How Halle Berry got her inauguration ticket
It would seem the Cuban-born actress and supermodel Eva Mendes was being naive when she applied for a ticket to Barack Obama's inauguration ceremony and, despite her fame and beauty, was refused. Clearly she should have asked her fellow actresses Halle Berry (pictured), Sharon Stone and Jamie Lee Curtis what to do.
The answer? Donate $50,000 to the fund that's paying for the January 20 inauguration ceremony at which Aretha Franklin will sing and Yo Yo Ma and Itzhak Perlman will make music.

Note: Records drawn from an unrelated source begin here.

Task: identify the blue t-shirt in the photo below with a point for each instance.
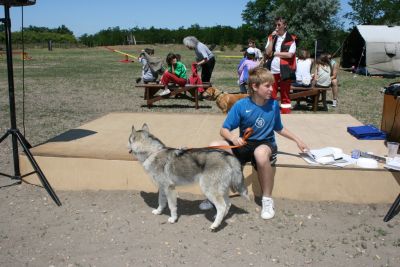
(263, 119)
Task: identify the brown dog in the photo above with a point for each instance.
(224, 100)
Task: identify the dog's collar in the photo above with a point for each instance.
(219, 95)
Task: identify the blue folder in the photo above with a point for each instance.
(367, 132)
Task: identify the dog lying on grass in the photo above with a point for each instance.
(224, 100)
(215, 170)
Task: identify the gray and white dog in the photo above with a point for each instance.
(215, 170)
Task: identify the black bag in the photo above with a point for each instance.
(393, 89)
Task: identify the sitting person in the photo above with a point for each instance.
(147, 74)
(334, 81)
(258, 54)
(260, 112)
(175, 73)
(323, 72)
(303, 69)
(245, 66)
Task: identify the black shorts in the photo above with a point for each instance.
(246, 153)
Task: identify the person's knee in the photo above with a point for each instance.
(262, 154)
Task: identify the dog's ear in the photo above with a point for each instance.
(145, 127)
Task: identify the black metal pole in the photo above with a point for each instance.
(11, 95)
(13, 131)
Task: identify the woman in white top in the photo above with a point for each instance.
(303, 69)
(323, 72)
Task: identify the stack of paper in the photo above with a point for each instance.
(393, 164)
(326, 155)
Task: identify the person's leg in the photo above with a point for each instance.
(243, 88)
(275, 86)
(206, 70)
(286, 103)
(263, 156)
(334, 92)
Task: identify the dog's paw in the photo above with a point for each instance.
(172, 220)
(156, 212)
(213, 227)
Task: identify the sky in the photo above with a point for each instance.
(89, 16)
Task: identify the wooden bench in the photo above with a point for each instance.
(150, 90)
(317, 93)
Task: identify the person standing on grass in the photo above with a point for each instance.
(334, 82)
(258, 53)
(176, 73)
(281, 51)
(323, 72)
(204, 57)
(261, 113)
(243, 70)
(303, 69)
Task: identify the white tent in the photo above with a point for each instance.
(375, 47)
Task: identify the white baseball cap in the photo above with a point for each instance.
(251, 50)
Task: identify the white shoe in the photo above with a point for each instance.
(268, 211)
(165, 92)
(206, 205)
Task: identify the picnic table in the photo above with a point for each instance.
(150, 90)
(317, 93)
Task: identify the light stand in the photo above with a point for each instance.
(16, 135)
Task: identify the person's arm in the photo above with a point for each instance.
(289, 54)
(203, 61)
(334, 72)
(288, 134)
(268, 47)
(228, 135)
(316, 72)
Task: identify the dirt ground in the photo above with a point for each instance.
(117, 228)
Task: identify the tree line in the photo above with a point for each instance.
(310, 20)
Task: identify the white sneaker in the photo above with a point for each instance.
(165, 92)
(206, 205)
(268, 211)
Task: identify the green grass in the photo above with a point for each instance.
(67, 87)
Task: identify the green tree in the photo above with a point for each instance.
(309, 20)
(257, 14)
(391, 12)
(365, 11)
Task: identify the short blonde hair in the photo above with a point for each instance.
(258, 76)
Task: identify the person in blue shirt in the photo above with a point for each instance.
(261, 113)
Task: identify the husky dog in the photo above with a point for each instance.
(215, 170)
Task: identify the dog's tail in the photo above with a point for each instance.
(238, 184)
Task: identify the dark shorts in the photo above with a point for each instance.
(246, 153)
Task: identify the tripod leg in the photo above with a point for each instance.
(393, 209)
(4, 136)
(27, 144)
(36, 167)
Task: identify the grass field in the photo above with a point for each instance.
(67, 87)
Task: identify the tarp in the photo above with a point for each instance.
(374, 47)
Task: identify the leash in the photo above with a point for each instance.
(247, 133)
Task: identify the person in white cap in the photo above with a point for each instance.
(258, 53)
(243, 71)
(281, 50)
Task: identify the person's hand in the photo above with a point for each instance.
(238, 141)
(302, 146)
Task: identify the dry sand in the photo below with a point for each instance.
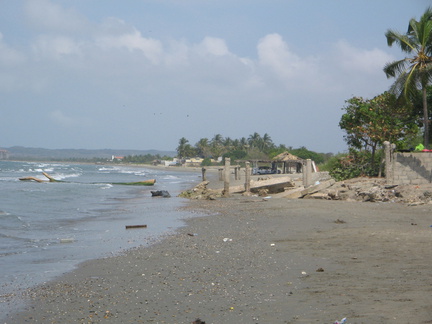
(259, 261)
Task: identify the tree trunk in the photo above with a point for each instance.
(425, 118)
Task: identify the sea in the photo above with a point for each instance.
(47, 229)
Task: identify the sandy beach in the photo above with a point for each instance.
(255, 260)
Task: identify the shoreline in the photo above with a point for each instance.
(250, 260)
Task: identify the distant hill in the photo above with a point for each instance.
(19, 152)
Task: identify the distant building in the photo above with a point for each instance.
(4, 155)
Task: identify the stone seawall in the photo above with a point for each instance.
(413, 168)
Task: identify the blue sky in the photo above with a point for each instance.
(142, 74)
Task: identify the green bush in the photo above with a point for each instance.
(352, 165)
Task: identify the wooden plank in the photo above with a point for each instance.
(135, 226)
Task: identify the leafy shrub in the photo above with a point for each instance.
(352, 165)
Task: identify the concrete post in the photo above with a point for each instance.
(307, 173)
(221, 174)
(227, 177)
(388, 163)
(236, 173)
(247, 177)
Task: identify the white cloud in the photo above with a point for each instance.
(58, 117)
(274, 53)
(213, 46)
(44, 14)
(361, 60)
(55, 46)
(152, 49)
(8, 55)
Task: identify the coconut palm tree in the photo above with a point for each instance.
(182, 147)
(203, 147)
(414, 72)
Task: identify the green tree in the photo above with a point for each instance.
(368, 123)
(304, 153)
(266, 143)
(414, 72)
(216, 146)
(255, 140)
(203, 148)
(183, 148)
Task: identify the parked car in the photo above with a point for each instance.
(265, 170)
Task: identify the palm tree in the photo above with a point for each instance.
(413, 72)
(182, 148)
(255, 140)
(267, 142)
(203, 147)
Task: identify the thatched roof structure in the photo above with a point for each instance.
(287, 157)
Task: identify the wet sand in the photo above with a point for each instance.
(259, 261)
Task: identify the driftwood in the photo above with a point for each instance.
(149, 182)
(135, 226)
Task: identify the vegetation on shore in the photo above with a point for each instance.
(400, 116)
(254, 147)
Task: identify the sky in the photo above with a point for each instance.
(141, 74)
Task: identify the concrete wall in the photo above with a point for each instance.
(412, 168)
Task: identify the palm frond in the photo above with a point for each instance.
(402, 40)
(395, 68)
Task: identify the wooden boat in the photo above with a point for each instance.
(149, 182)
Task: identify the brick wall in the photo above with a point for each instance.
(412, 168)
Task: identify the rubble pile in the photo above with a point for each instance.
(374, 190)
(201, 191)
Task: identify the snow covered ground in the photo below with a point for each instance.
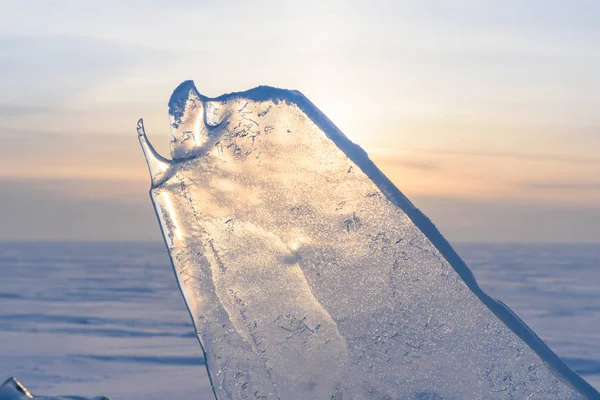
(108, 319)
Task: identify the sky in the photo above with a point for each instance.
(484, 113)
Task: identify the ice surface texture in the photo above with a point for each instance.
(308, 274)
(12, 389)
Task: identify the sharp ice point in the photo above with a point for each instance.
(158, 166)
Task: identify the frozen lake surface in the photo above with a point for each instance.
(108, 319)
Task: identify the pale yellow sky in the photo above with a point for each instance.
(473, 108)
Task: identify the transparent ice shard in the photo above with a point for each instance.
(308, 275)
(12, 389)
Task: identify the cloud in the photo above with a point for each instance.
(42, 72)
(75, 210)
(400, 162)
(554, 158)
(563, 185)
(489, 221)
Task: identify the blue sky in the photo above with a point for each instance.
(484, 113)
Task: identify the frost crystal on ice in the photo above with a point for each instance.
(308, 275)
(12, 389)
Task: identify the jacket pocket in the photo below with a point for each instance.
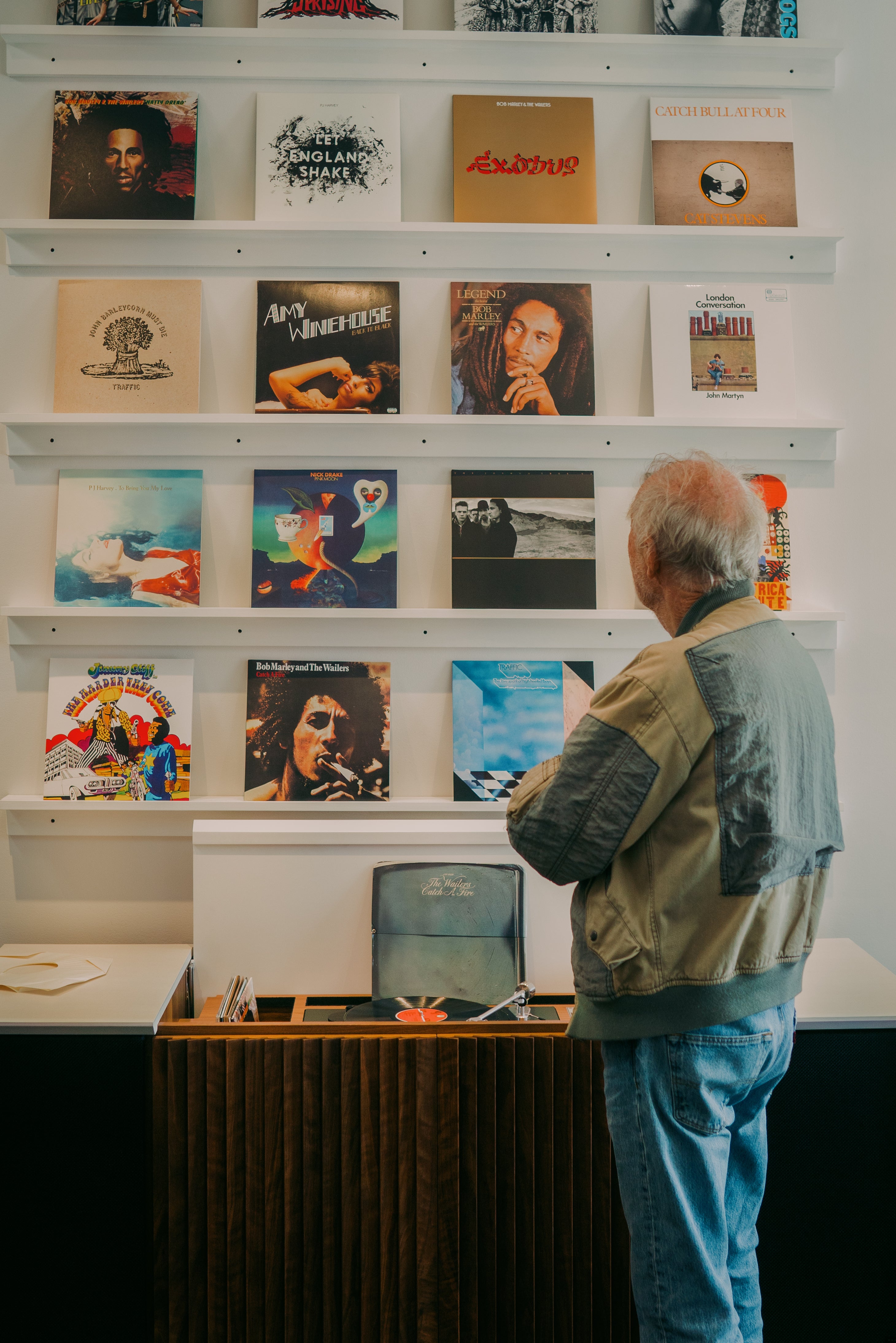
(710, 1074)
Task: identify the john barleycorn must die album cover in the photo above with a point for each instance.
(522, 348)
(318, 731)
(124, 155)
(328, 347)
(128, 538)
(723, 164)
(326, 538)
(119, 730)
(328, 158)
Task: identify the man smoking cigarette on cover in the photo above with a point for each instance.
(696, 808)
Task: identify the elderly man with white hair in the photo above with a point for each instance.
(696, 808)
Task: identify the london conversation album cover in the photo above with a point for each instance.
(723, 164)
(119, 730)
(332, 15)
(328, 158)
(326, 538)
(522, 348)
(523, 539)
(524, 160)
(328, 347)
(124, 155)
(726, 18)
(722, 350)
(128, 538)
(318, 731)
(128, 346)
(508, 718)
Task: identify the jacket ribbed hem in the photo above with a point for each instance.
(686, 1006)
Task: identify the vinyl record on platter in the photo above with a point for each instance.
(418, 1012)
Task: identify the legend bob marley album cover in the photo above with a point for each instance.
(328, 347)
(124, 155)
(318, 731)
(326, 538)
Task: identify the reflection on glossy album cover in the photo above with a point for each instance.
(326, 158)
(723, 164)
(318, 731)
(726, 18)
(326, 538)
(128, 346)
(524, 160)
(773, 586)
(526, 15)
(328, 15)
(328, 347)
(119, 731)
(508, 718)
(522, 348)
(124, 155)
(523, 540)
(128, 538)
(132, 14)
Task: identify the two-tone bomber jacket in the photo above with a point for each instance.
(696, 808)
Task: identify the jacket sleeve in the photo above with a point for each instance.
(620, 769)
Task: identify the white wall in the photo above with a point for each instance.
(139, 888)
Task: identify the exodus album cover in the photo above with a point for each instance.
(326, 538)
(508, 718)
(328, 347)
(318, 731)
(128, 538)
(723, 164)
(124, 156)
(119, 730)
(523, 539)
(522, 348)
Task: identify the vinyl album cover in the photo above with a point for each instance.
(526, 15)
(773, 587)
(128, 539)
(124, 155)
(154, 14)
(508, 718)
(722, 350)
(318, 731)
(323, 15)
(328, 347)
(119, 731)
(538, 155)
(522, 348)
(726, 18)
(523, 539)
(128, 346)
(723, 164)
(328, 159)
(326, 538)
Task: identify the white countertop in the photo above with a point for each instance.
(845, 989)
(127, 1001)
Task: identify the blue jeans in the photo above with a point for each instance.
(687, 1118)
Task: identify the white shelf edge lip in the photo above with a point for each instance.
(392, 227)
(26, 613)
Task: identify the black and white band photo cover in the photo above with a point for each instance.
(318, 731)
(522, 348)
(124, 155)
(523, 540)
(328, 348)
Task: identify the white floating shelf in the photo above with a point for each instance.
(382, 437)
(60, 626)
(49, 246)
(284, 53)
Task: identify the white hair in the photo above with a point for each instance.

Berry, Stone and Curtis are on on the contributors' list released this week, along with the director Ron Howard, actors Samuel L Jackson and Jamie Foxx. Other Hollywood heavyweights who have paid $50,000 - the maximum allowed - include Back to the Future director Robert Zemeckis and West Wing director Brad Whitford, while the financier and long-time Democratic fundraiser George Soros has made it a family affair, putting in $200,000 for himself and three family members.
As reported here yesterday, Eva Mendes said this week: “I thought I had some pull - I usually do, and I've been shut down. It's the hardest party to get into."
She needn’t have paid as much as $50,000: some contributors have paid only $25,000, and can still expect to be invited to the swearing-in ceremony. This group might be called the ex-wives club, for the contributors' list shows it includes Lionel Richie's ex-wife Brenda, James Farentino's ex-wife Debra, and Brian DePalma and James Cameron's ex-wife, Gale Hurd.
Mendes has a long-term boyfriend - Peruvian producer George Gargurevich - but is yet to be an ex-wife.